I know that there are critiques of modes of data production within public health, but by and large they are not about what is being erased, but about how to do RCTs better. In my view, local knowledge needs to take precedence, even when it is construed (as in Chinese medicine) as non-theoretical. This knowledge is extremely efficacious but because it is not theorized in certain ways it seems less generalizable. We have to attend to how notions of efficacy migrate with different methodologies.

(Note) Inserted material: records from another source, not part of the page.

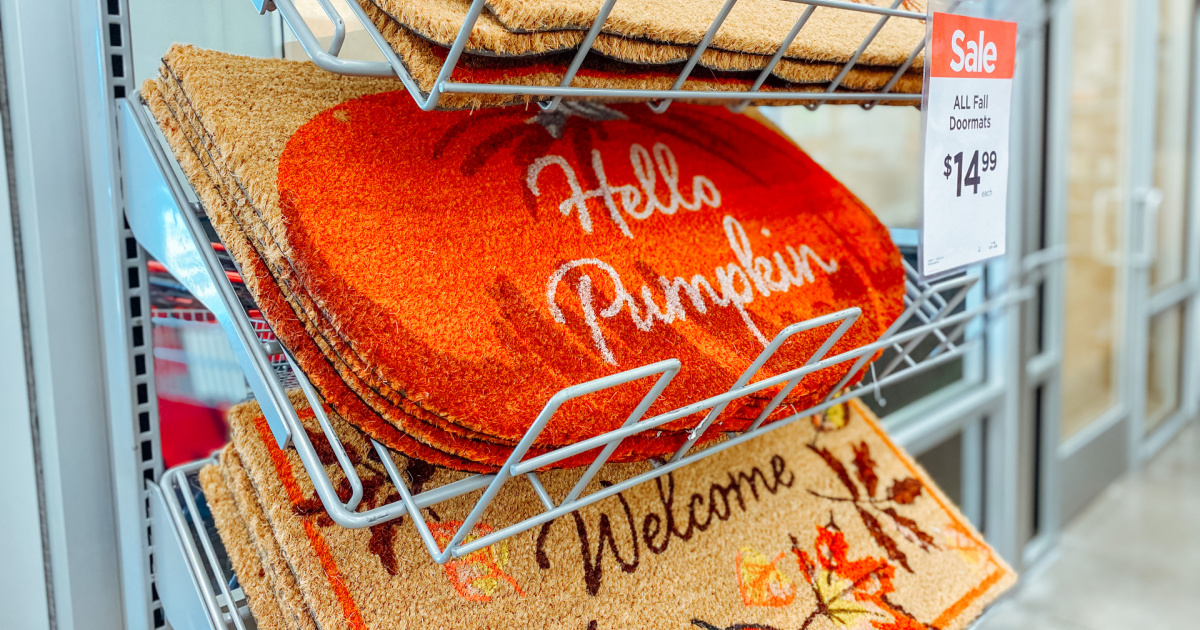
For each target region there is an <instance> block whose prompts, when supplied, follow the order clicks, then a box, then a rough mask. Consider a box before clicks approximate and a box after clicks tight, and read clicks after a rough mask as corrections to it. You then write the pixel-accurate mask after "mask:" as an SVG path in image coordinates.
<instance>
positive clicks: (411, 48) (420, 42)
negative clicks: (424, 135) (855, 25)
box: [359, 0, 919, 109]
mask: <svg viewBox="0 0 1200 630" xmlns="http://www.w3.org/2000/svg"><path fill="white" fill-rule="evenodd" d="M359 4H360V5H362V8H364V11H365V12H366V13H367V16H368V18H370V19H371V20H372V23H373V24H374V25H376V28H377V29H379V32H380V34H382V35H383V36H384V38H385V40H386V41H388V42H389V43H390V44H391V47H392V49H394V50H395V52H396V55H397V58H398V59H400V61H401V62H402V64H403V65H404V67H406V68H407V70H408V73H409V74H410V76H412V78H413V79H414V80H415V82H416V85H418V86H419V88H420V90H421V92H424V94H425V95H426V96H428V94H430V92H431V91H432V90H433V89H434V88H436V85H437V80H438V77H439V74H440V72H442V67H443V65H444V62H445V60H446V58H448V54H449V50H448V49H446V48H445V47H442V46H434V44H431V43H430V42H428V41H426V40H425V38H421V37H420V36H419V35H416V34H414V32H413V31H410V30H409V29H408V28H406V26H402V25H401V24H400V23H397V22H396V20H394V19H392V18H390V17H389V16H388V14H386V13H384V12H383V11H380V10H379V8H378V7H377V6H376V5H374V4H373V2H371V1H368V0H359ZM610 56H612V55H610ZM572 58H574V53H570V52H565V53H556V54H546V55H535V56H523V58H497V56H481V55H469V54H468V55H463V56H462V58H460V60H458V64H457V65H456V66H455V68H454V72H452V73H451V74H450V80H452V82H456V83H476V84H496V85H530V86H558V85H560V83H562V79H563V77H564V76H565V73H566V68H568V66H569V65H570V62H571V59H572ZM682 68H683V64H682V62H679V64H654V65H640V64H626V62H619V61H613V60H610V59H604V58H598V56H596V55H589V58H588V59H586V60H584V61H583V65H582V66H581V67H580V70H578V72H577V73H576V74H575V78H574V80H572V82H571V85H572V86H575V88H605V89H640V90H668V89H671V88H673V85H674V82H676V79H677V78H678V76H679V73H680V71H682ZM760 68H761V66H760ZM733 70H738V71H740V70H744V68H733ZM830 70H832V68H824V72H826V73H828V72H829V71H830ZM798 72H799V73H802V74H803V73H804V72H805V71H803V70H800V71H798ZM883 77H888V78H889V77H890V72H887V71H874V72H870V71H863V72H860V73H858V74H856V76H854V78H853V79H852V80H856V82H859V83H862V82H866V83H872V84H878V85H882V84H883V83H886V80H887V78H883ZM756 78H757V74H756V73H754V72H726V71H715V70H710V68H703V70H702V71H696V72H692V74H691V77H690V78H689V80H688V82H686V83H685V84H684V85H683V88H682V89H683V90H688V91H744V90H749V89H750V88H751V86H752V84H754V82H755V79H756ZM881 78H882V80H880V79H881ZM810 83H811V82H804V83H784V82H778V80H768V82H767V83H764V84H763V85H762V86H761V88H760V91H763V92H796V95H797V97H796V100H794V101H792V100H786V101H779V100H775V101H762V104H804V103H811V102H814V101H811V100H808V101H805V100H804V94H806V92H820V91H824V89H823V86H821V85H814V84H810ZM904 86H905V89H911V86H912V82H911V80H908V82H906V83H905V85H904ZM846 88H847V89H853V88H852V86H848V85H847V86H846ZM842 91H845V90H842ZM918 91H919V88H918ZM538 98H544V97H542V96H538V95H503V94H497V95H491V94H469V92H454V91H448V92H445V94H443V96H442V98H440V100H439V101H438V108H439V109H463V108H481V107H494V106H503V104H512V103H521V102H524V103H528V102H530V101H534V100H538ZM571 98H574V97H569V98H568V100H571ZM612 100H614V101H620V100H622V97H619V96H613V97H612ZM751 102H755V103H758V101H751Z"/></svg>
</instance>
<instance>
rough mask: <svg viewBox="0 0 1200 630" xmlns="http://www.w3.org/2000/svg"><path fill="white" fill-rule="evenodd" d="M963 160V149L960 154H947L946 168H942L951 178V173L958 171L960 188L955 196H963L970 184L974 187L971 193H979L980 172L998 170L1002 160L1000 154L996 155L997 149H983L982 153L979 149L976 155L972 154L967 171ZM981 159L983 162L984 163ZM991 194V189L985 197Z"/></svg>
mask: <svg viewBox="0 0 1200 630" xmlns="http://www.w3.org/2000/svg"><path fill="white" fill-rule="evenodd" d="M962 160H964V152H962V151H959V152H958V154H954V155H947V156H946V161H944V162H943V166H944V170H942V175H944V176H946V179H950V175H953V174H954V173H955V172H958V179H959V188H958V194H955V197H962V187H964V186H970V187H971V188H972V190H971V193H972V194H978V193H979V184H980V179H982V175H980V173H988V172H989V170H996V164H997V162H998V161H1000V156H997V155H996V151H983V154H982V155H980V152H979V151H978V150H977V151H976V152H974V155H972V156H971V162H970V163H968V164H967V167H966V172H964V170H962ZM980 161H982V162H983V163H982V164H980ZM989 194H991V191H988V192H984V197H988V196H989Z"/></svg>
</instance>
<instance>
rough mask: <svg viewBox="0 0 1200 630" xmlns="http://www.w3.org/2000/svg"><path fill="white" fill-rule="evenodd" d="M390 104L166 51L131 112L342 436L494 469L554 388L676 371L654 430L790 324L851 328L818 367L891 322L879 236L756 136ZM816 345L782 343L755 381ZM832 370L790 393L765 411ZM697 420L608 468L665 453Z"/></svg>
mask: <svg viewBox="0 0 1200 630" xmlns="http://www.w3.org/2000/svg"><path fill="white" fill-rule="evenodd" d="M396 88H397V85H396V83H395V82H388V80H379V79H360V78H347V77H338V76H332V74H329V73H325V72H322V71H320V70H318V68H317V67H316V66H313V65H311V64H301V62H293V61H281V60H257V59H248V58H241V56H234V55H226V54H221V53H212V52H204V50H199V49H196V48H190V47H176V48H173V49H172V50H170V52H169V53H168V55H167V58H166V60H164V65H163V68H162V77H161V78H160V79H157V80H150V82H148V83H146V84H145V86H144V92H143V96H144V97H145V98H146V101H148V102H149V106H150V109H151V110H152V112H154V115H155V116H156V119H157V120H158V122H160V125H161V128H162V130H163V132H164V134H166V137H167V140H168V142H169V144H170V145H172V146H173V149H174V151H175V155H176V156H178V158H179V161H180V164H181V167H182V169H184V172H185V173H186V174H187V176H188V179H190V180H191V182H192V185H193V186H194V188H196V190H197V192H198V194H199V196H200V199H202V202H203V204H204V208H205V210H206V212H208V214H209V216H210V217H211V220H212V223H214V227H215V228H216V230H217V233H218V234H220V235H221V238H222V240H223V241H224V244H226V246H227V248H228V250H229V253H230V254H232V256H233V258H234V260H236V263H238V265H239V268H240V270H241V275H242V277H244V280H245V282H246V287H247V288H248V289H250V290H251V293H252V294H253V295H254V298H256V301H257V302H258V305H259V307H260V308H262V312H263V316H264V318H265V319H266V320H268V323H270V325H271V328H272V330H274V331H275V334H276V336H277V337H278V340H280V341H281V343H283V346H284V347H287V348H288V349H289V352H290V353H292V354H293V355H294V358H295V360H296V362H298V364H299V365H300V367H301V368H302V370H304V371H305V372H306V373H307V374H308V377H310V379H311V380H312V382H313V384H314V385H316V386H317V389H318V391H319V392H320V395H322V396H323V398H324V401H325V402H326V403H328V404H329V406H330V407H331V408H332V409H334V412H335V413H336V414H337V415H340V416H342V418H344V419H346V420H347V421H349V422H350V424H354V425H355V426H358V427H360V428H362V430H365V431H366V432H368V433H370V434H371V436H373V437H374V438H377V439H379V440H382V442H384V443H385V444H388V445H389V446H391V448H394V449H396V450H398V451H400V452H403V454H406V455H410V456H414V457H418V458H421V460H422V461H426V462H431V463H436V464H439V466H445V467H450V468H456V469H461V470H474V472H486V470H493V469H494V468H496V467H498V466H500V464H503V462H504V461H505V460H506V457H509V455H510V454H511V451H512V446H514V445H515V444H516V443H517V442H518V440H520V439H521V438H522V437H523V434H524V432H526V431H527V428H528V427H529V426H530V425H532V424H533V421H534V419H535V418H536V416H538V413H539V412H540V410H541V408H542V407H544V406H545V404H546V403H547V401H550V400H551V397H552V396H553V395H554V394H556V392H557V391H559V390H560V389H563V388H565V386H569V385H574V384H578V383H583V382H587V380H590V379H595V378H600V377H605V376H611V374H616V373H618V372H622V371H625V370H630V368H634V367H638V366H642V365H649V364H653V362H655V361H661V360H666V359H679V360H680V361H682V362H683V366H684V367H683V370H682V371H680V372H679V373H678V374H676V377H674V379H673V380H672V382H671V384H670V385H667V386H666V389H665V390H664V391H662V394H661V396H660V397H659V398H658V402H656V403H655V404H654V406H653V407H652V408H650V409H649V413H650V414H654V413H661V412H666V410H670V409H674V408H679V407H683V406H685V404H689V403H692V402H697V401H700V400H703V398H706V397H709V396H714V395H716V394H718V392H721V391H725V390H727V389H728V388H730V386H731V385H733V384H734V382H736V380H737V378H738V376H739V374H742V372H744V371H745V370H746V368H748V367H749V366H750V364H751V362H752V361H754V360H755V358H756V356H757V355H758V354H760V353H762V352H763V349H764V347H766V346H767V343H768V341H769V340H772V338H773V337H775V336H776V335H778V334H779V332H780V331H781V330H782V329H785V328H786V326H788V325H791V324H793V323H797V322H803V320H805V319H809V318H812V317H817V316H822V314H828V313H833V312H836V311H839V310H846V308H851V307H858V308H860V310H862V317H859V318H858V319H857V322H856V323H854V324H853V325H852V326H850V329H848V331H847V332H846V335H845V336H844V337H842V338H841V341H839V342H838V343H836V344H835V346H834V347H833V349H832V352H834V353H836V352H844V350H850V349H853V348H857V347H860V346H863V344H865V343H870V342H874V341H875V340H877V338H878V337H880V335H882V332H883V331H884V330H886V329H887V328H888V326H889V325H890V324H892V323H893V322H894V320H895V319H896V318H898V317H899V314H900V312H901V310H902V295H904V271H902V265H901V260H900V254H899V252H898V251H896V248H895V246H894V245H893V244H892V241H890V238H889V235H888V232H887V229H886V228H884V227H883V226H882V224H880V222H878V221H877V220H876V218H875V216H874V215H871V212H870V211H869V210H868V209H866V208H865V206H863V204H862V203H860V202H858V200H857V199H856V198H854V197H853V196H852V194H851V193H850V192H848V191H846V190H845V188H844V187H842V186H841V185H840V184H839V182H838V181H836V180H834V179H833V178H832V176H830V175H829V174H828V173H826V172H824V170H822V169H821V168H820V167H818V166H816V164H815V163H814V162H812V161H811V160H810V158H809V157H808V156H805V155H804V154H803V152H800V151H799V150H798V149H797V148H796V146H794V145H792V144H790V143H788V142H787V140H786V139H784V138H782V137H781V136H779V134H778V133H776V132H775V131H773V130H770V128H768V127H766V126H764V125H762V124H761V122H757V121H756V120H754V119H751V118H749V116H743V115H737V114H732V113H730V112H727V110H725V109H722V108H703V107H695V106H682V107H678V108H673V109H672V110H671V112H670V113H667V114H664V115H655V114H653V113H650V112H649V110H648V109H647V108H644V107H634V106H626V107H614V108H602V107H592V108H588V109H576V110H575V112H578V113H581V115H578V116H572V118H571V119H570V120H564V119H563V118H562V116H563V115H564V114H562V113H559V114H557V115H554V116H546V115H534V114H532V113H529V112H521V110H517V109H514V108H508V109H503V110H493V112H488V113H476V114H472V113H468V112H452V113H437V114H430V113H425V112H420V110H418V109H416V108H415V106H414V104H413V103H412V100H410V98H408V97H407V96H406V94H404V92H403V91H396ZM583 114H587V115H583ZM564 122H565V125H564ZM834 329H835V325H834V324H829V325H826V326H822V328H818V329H814V330H810V331H806V332H802V334H798V335H796V336H793V337H792V338H791V340H788V341H787V342H786V343H785V344H782V347H781V348H780V349H779V352H778V353H776V354H775V356H774V358H773V359H772V360H770V361H768V362H767V364H766V366H763V368H762V370H761V371H760V372H758V374H757V377H758V378H766V377H769V376H772V374H778V373H781V372H785V371H787V370H792V368H796V367H799V366H802V365H803V364H804V362H805V361H806V360H808V359H809V358H810V356H811V355H812V354H814V353H815V352H816V350H817V349H818V347H820V346H821V344H822V343H824V341H826V340H827V337H828V336H829V335H830V334H832V332H833V331H834ZM850 367H851V362H850V361H847V362H844V364H841V365H839V366H835V367H832V368H828V370H823V371H821V372H817V373H815V374H811V376H809V377H806V378H804V379H803V380H802V382H800V383H799V385H798V386H797V388H796V389H794V390H791V392H790V394H788V395H787V397H786V398H785V401H786V404H785V406H784V407H781V408H780V409H781V410H780V413H785V412H786V413H790V412H787V409H799V408H804V407H808V406H811V404H815V403H816V402H820V401H821V400H822V398H823V397H824V396H826V395H827V394H828V392H829V391H830V390H832V389H833V388H834V386H835V385H836V384H838V383H839V382H841V380H842V378H844V377H846V376H847V372H848V371H850ZM652 385H653V382H652V379H642V380H638V382H634V383H630V384H626V385H623V386H619V388H613V389H608V390H605V391H602V392H600V394H598V395H593V396H588V397H583V398H577V400H575V401H570V402H569V403H568V404H565V406H563V407H562V408H560V409H559V410H558V413H557V414H556V415H554V419H553V420H552V421H551V422H550V425H548V426H547V427H546V428H545V431H544V432H542V433H541V434H540V437H539V438H538V440H536V442H535V443H534V448H533V449H532V451H530V452H532V454H539V452H546V451H547V450H550V449H553V448H556V446H562V445H565V444H572V443H576V442H578V440H581V439H584V438H587V437H592V436H596V434H600V433H602V432H605V431H611V430H614V428H617V427H619V426H620V425H622V422H623V421H624V420H625V418H626V416H628V415H629V413H630V412H632V410H634V409H635V408H636V407H637V404H638V402H640V401H641V400H642V397H643V396H644V395H646V394H647V392H648V391H649V389H650V386H652ZM779 390H780V386H776V388H772V389H766V390H762V391H760V392H757V394H755V395H752V396H746V397H743V398H739V400H737V401H733V402H731V404H730V406H728V408H727V409H726V413H725V414H724V415H722V418H721V419H720V420H719V424H718V426H716V427H715V428H714V430H713V431H710V432H709V433H707V434H706V436H707V437H714V436H716V434H718V433H719V431H736V430H743V428H745V427H746V426H749V425H750V424H751V421H752V420H754V419H755V418H756V416H757V415H758V414H760V413H761V410H762V408H763V407H764V406H766V404H767V402H768V401H769V400H770V398H772V397H773V396H775V395H776V394H778V392H779ZM698 421H700V416H698V415H692V416H690V418H685V419H682V420H678V421H676V422H672V424H668V425H664V426H662V427H661V430H660V431H655V432H647V433H643V434H638V436H635V437H631V438H629V439H626V440H625V442H624V443H622V445H620V448H619V449H618V450H617V452H616V454H614V461H638V460H644V458H648V457H653V456H662V455H667V454H671V452H673V451H674V450H676V449H678V448H679V446H680V445H682V444H683V443H684V442H685V440H686V438H688V433H686V432H688V431H690V430H691V428H692V427H694V426H695V425H696V424H697V422H698ZM652 433H653V434H652ZM589 457H592V455H590V454H584V455H581V456H578V457H576V458H572V460H566V461H564V462H562V463H560V466H576V464H578V463H581V462H586V461H589Z"/></svg>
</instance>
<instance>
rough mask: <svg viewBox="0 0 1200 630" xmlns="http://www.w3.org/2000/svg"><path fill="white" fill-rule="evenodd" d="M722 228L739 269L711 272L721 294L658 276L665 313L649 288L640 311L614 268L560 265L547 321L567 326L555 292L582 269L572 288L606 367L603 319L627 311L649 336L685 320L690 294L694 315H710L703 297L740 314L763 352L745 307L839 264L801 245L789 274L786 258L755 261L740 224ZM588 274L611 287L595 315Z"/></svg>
mask: <svg viewBox="0 0 1200 630" xmlns="http://www.w3.org/2000/svg"><path fill="white" fill-rule="evenodd" d="M724 226H725V236H726V239H727V240H728V245H730V248H731V250H732V251H733V257H734V258H736V259H737V263H728V264H726V265H724V266H718V268H716V269H715V275H716V286H718V287H719V288H720V292H716V290H714V289H713V286H712V284H710V283H709V282H708V280H707V278H704V277H703V276H702V275H700V274H697V275H695V276H692V277H691V281H686V280H684V278H682V277H676V278H673V280H668V278H667V277H666V276H659V278H658V284H659V288H660V289H661V290H662V295H664V299H662V304H664V307H660V306H659V304H658V302H656V301H655V298H654V290H653V289H652V288H650V287H649V286H647V284H643V286H642V290H641V298H642V300H641V301H642V305H641V306H640V305H638V300H637V299H636V298H635V296H634V294H631V293H629V290H626V289H625V286H624V283H623V282H622V280H620V274H619V272H617V270H616V269H613V266H612V265H610V264H608V263H605V262H604V260H600V259H598V258H581V259H577V260H571V262H568V263H565V264H563V265H562V266H559V268H558V269H557V270H556V271H554V272H553V274H552V275H551V276H550V281H548V282H547V284H546V305H547V306H548V308H550V314H551V317H552V318H553V319H554V322H557V323H559V324H566V319H565V318H564V316H563V311H562V308H559V306H558V286H559V284H560V283H563V281H564V280H565V278H566V275H568V274H569V272H570V271H571V270H574V269H580V270H581V274H582V275H581V276H580V280H578V281H577V283H576V294H577V296H578V300H580V307H581V308H582V311H583V322H584V324H586V325H587V326H588V329H589V331H590V334H592V341H593V343H594V344H595V347H596V350H598V352H599V353H600V356H601V358H604V360H605V361H606V362H608V364H613V365H616V364H617V358H616V355H614V354H613V353H612V349H611V348H610V347H608V343H607V341H606V340H605V336H604V330H601V328H600V322H601V319H610V318H613V317H617V316H618V314H620V312H622V311H625V310H626V308H628V311H629V316H630V320H631V322H632V323H634V325H635V326H636V328H637V330H641V331H643V332H646V331H649V330H652V329H653V328H654V324H655V322H662V323H664V324H671V323H673V322H676V320H685V319H686V318H688V317H686V310H685V308H684V305H683V300H682V299H680V295H679V292H680V290H683V292H684V293H686V294H688V298H689V300H690V301H691V306H692V308H695V311H696V312H697V313H707V312H708V306H707V305H706V301H704V299H706V296H707V298H708V300H709V301H712V304H713V305H714V306H719V307H728V306H732V307H733V308H736V310H737V311H738V314H739V316H740V317H742V320H743V322H744V323H745V325H746V329H748V330H750V332H751V334H752V335H754V336H755V338H757V340H758V342H761V343H762V344H763V346H767V343H768V340H767V337H764V336H763V334H762V331H760V330H758V326H757V325H756V324H755V323H754V319H751V318H750V313H748V312H746V310H745V306H746V305H748V304H750V302H752V301H754V299H755V290H756V289H757V292H758V293H760V294H761V295H762V296H763V298H768V296H770V294H772V293H773V292H775V293H786V292H787V290H788V289H790V288H792V287H800V286H803V284H804V283H805V282H814V281H815V277H814V274H812V269H811V268H810V266H809V263H810V262H812V263H816V265H817V268H820V269H821V270H822V271H824V272H826V274H833V272H835V271H836V270H838V262H836V260H832V259H830V260H828V262H827V260H823V259H822V258H821V257H820V256H817V253H816V252H815V251H812V248H811V247H809V246H808V245H800V247H799V251H797V250H794V248H793V247H792V246H791V245H788V246H786V247H785V248H786V250H787V253H788V254H791V259H792V266H791V269H790V268H788V265H787V263H786V262H785V259H784V256H782V254H780V253H779V252H774V253H773V254H772V258H770V259H768V258H766V257H762V256H760V257H755V256H754V252H752V251H751V244H750V239H749V238H748V236H746V233H745V230H744V229H743V228H742V224H740V223H738V221H737V220H734V218H733V217H731V216H726V217H725V220H724ZM772 259H774V264H772V262H770V260H772ZM589 268H590V269H595V270H599V271H602V272H604V275H602V276H600V277H601V278H602V277H605V276H607V278H608V282H610V283H611V284H612V294H613V298H612V301H611V302H608V305H607V306H605V307H604V308H602V310H599V311H598V310H596V305H595V296H594V295H593V287H594V284H593V283H594V280H593V277H592V276H590V275H588V269H589ZM773 271H778V277H775V278H773V277H772V272H773ZM702 289H703V290H702Z"/></svg>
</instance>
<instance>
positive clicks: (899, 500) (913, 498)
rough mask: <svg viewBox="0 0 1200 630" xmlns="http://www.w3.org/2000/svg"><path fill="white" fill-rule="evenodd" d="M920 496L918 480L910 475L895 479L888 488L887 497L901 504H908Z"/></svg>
mask: <svg viewBox="0 0 1200 630" xmlns="http://www.w3.org/2000/svg"><path fill="white" fill-rule="evenodd" d="M919 496H920V481H918V480H917V479H913V478H911V476H908V478H905V479H896V480H895V481H893V482H892V487H890V488H888V499H890V500H894V502H896V503H899V504H901V505H908V504H910V503H912V502H914V500H917V497H919Z"/></svg>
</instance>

Evidence-based medicine emerged from the problem of not knowing how to figure out whether a practice was working or not and also for insurance providers to limit payments. It is a double-edged sword. It might do some good things, but it diverts attention from other things.
Also, I think the idea of process as outcome in development is an important one, but we’re still faced with the problem of accountability.
João Biehl
Continuing to explore the idea of the counter-model, it is interesting that some economists doing RCTs, like Michael Kremer and Edward Miguel, ended up finding that interpersonal relationships are crucial for the implementation of health policy. Kremer and Miguel initially found that treating Kenyan schoolchildren with extremely cheap deworming medication increased their school attendance by some 10 percent. And this RCT was heralded as a landmark. With just a bit of cheap medication, poor countries could increase school attendance by leaps and bounds. But when the scholars returned to the field and followed a group of families outside the original study they found something unexpected. Those families who were friendly with families in the initial treatment group were less likely to treat their children than those who were friendly with families in the control group. They were also less likely to deem the medication effective at improving health. The question of how to learn to bring local communities into the very design and implementation of feasible rather technology-enamored interventions remains a huge challenge.
Also, business scholars like Michael Porter, who is working with Jim Kim and Paul Farmer on pathways for comprehensive health care delivery for the world’s poorest, do not want to be held hostage to elusive objectivity of the RCT and, rather, wants to highlight what might possibly work right now. According to Porter, by attending to what is working on-the-ground we are compelled to look to create alternative systems of evidence-gathering that contemplate the value that interventions have for real people and health systems over time.
Michael M. J. Fischer
We need to provide strong grounds for ethnographic approaches. This is the crisis of anthropology at the moment. What we do is discredited by field after field. We can start by identifying key events when ethnographic information was crucial to changing the outcome– for example, the case of thalidomide in the U.S. and Turkey.
Clara Han
We also have to restore the specific political history of the use of RCT in specific countries. In Chile, the idea of “community” itself was seen as ideological. In order to integrate mental health into primary health care, RCT’s were needed because community discourses were seen as left wing. How do we make a science of the concrete here? On the one hand, we can talk about ethnographic anecdotes, but how do we count and account for these political intangibles? There are ways of counting that are not statistical, but that also show intensities.
Ian Whitmarsh
I am struck by this rubric of efficacy which is larger than just the market—convincing the funders requires an ethical call. Is there an ethical efficacy that the market efficacy relies on?